We use Verify, a hallucination detection tool built by kluster.ai, to classify model outputs:

  • In the RAG setting, Verify checks if the output contradicts, fabricates, or strays from the input document.
  • In the real-world knowledge setting, Verify uses search queries to fact-check the answer based on current, public information.

Each model's hallucination rate is computed as:

Hallucination Rate = (Number of hallucinated outputs) / (Total number of prompts)

A lower hallucination rate indicates better performance.

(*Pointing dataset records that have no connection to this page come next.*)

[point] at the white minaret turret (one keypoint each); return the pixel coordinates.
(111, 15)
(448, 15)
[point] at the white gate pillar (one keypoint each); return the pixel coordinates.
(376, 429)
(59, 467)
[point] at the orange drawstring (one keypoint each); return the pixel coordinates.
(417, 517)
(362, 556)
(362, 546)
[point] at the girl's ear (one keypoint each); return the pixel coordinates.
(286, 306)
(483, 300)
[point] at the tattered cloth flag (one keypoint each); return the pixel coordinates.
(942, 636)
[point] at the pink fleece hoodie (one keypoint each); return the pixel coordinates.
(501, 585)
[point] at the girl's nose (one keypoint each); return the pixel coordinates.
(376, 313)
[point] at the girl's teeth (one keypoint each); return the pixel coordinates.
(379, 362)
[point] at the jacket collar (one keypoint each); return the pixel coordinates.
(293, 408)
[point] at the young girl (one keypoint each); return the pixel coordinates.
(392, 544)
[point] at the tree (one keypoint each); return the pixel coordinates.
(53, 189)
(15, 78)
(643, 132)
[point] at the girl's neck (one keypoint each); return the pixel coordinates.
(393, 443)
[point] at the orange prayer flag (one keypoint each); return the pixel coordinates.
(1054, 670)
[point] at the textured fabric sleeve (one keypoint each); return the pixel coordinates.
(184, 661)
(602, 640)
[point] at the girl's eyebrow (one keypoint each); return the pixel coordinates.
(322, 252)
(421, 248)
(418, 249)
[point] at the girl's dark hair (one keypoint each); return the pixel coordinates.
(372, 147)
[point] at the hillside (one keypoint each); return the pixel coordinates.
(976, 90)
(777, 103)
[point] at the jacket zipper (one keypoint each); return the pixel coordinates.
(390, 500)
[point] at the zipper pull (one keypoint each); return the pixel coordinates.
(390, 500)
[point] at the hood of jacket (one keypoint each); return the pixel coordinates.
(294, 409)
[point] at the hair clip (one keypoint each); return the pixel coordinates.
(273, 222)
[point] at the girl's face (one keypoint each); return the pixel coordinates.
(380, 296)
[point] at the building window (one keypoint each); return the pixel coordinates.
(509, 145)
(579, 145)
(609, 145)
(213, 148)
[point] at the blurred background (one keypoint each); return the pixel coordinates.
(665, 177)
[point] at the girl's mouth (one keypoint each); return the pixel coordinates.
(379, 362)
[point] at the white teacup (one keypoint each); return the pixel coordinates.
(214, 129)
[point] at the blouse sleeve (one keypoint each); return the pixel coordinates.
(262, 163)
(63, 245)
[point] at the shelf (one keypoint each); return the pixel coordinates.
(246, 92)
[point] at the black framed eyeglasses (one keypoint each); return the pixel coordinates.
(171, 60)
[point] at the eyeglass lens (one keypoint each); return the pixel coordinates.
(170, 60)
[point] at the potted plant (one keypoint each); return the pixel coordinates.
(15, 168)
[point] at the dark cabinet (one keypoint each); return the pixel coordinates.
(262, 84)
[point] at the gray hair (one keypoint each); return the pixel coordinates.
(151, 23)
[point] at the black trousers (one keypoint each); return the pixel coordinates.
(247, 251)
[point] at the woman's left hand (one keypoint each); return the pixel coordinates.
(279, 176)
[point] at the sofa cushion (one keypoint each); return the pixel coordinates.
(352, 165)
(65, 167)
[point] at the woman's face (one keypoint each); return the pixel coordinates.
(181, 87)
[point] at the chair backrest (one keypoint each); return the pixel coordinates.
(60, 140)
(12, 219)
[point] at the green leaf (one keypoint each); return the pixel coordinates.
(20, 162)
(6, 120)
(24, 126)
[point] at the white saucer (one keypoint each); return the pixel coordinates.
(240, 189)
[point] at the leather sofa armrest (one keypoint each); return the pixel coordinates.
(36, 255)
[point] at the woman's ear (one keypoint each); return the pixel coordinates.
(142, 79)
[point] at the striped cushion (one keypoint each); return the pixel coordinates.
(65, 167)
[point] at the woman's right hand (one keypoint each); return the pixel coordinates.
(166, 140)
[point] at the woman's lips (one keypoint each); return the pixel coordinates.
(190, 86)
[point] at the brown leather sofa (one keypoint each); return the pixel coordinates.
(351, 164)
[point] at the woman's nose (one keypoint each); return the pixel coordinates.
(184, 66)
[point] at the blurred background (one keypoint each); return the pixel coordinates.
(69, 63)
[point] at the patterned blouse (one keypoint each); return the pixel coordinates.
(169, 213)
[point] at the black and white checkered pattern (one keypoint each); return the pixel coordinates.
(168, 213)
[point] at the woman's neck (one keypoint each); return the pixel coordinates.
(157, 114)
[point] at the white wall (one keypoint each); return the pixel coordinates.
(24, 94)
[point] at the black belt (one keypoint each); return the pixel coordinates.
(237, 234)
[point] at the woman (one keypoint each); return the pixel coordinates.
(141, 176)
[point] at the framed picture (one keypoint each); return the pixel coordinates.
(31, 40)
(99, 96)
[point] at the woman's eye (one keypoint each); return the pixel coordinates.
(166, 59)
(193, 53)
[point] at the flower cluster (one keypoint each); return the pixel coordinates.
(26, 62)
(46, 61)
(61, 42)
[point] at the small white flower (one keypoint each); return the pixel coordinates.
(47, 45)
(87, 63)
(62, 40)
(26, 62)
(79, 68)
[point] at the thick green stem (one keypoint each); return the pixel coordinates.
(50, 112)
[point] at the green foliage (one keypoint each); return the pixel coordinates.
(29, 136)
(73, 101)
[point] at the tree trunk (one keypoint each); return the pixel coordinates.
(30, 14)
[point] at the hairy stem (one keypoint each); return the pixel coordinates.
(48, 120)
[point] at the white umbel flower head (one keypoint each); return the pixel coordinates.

Example of Hallucination Detection

RAG Example

Context

Jonathan Stark (born April 3, 1971) is a former professional tennis player from the United States. 
During his career he won two Grand Slam doubles titles (the 1994 French Open Men's Doubles and 
the 1995 Wimbledon Championships Mixed Doubles). He reached the men's singles final at the French Open in 1988, 
won the French Open men's doubles title in 1984, and helped France win the Davis Cup in 1991.

Prompt

Which tennis player won more Grand Slam titles, Henri Leconte or Jonathan Stark?

LLM Answer

Jonathan Stark won two Grand Slam titles, while Henri Leconte won four. 
Therefore, Henri Leconte won more Grand Slam titles.

Verify Label

Hallucination: Yes

Verify Response

The answer introduces new information about Henri Leconte's Grand Slam titles, 
which is not present in the document.

Non-RAG Example

Prompt

What are the ingredients that made the most expensive donut so expensive?

LLM Answer

The most expensive donut, called "The Golden Donut," was made expensive by several factors:

24-karat gold leaf: Used for decoration.

Verify Label

Hallucination: No

Verify Response

The response mentions 'The Golden Donut' and states that it was made expensive by several factors, 
including 24-karat gold leaf used for decoration. The search results provide information about expensive donuts, 
including one called 'The Golden Donut' or similar names, which are associated with luxurious ingredients 
like 24-karat gold and Cristal champagne. The response correctly identifies 24-karat gold leaf as 
a factor contributing to the donut's expensiveness, which is supported by multiple search results. 
While the response simplifies the information, it does not introduce factually incorrect 
or fabricated details about the donut's ingredients.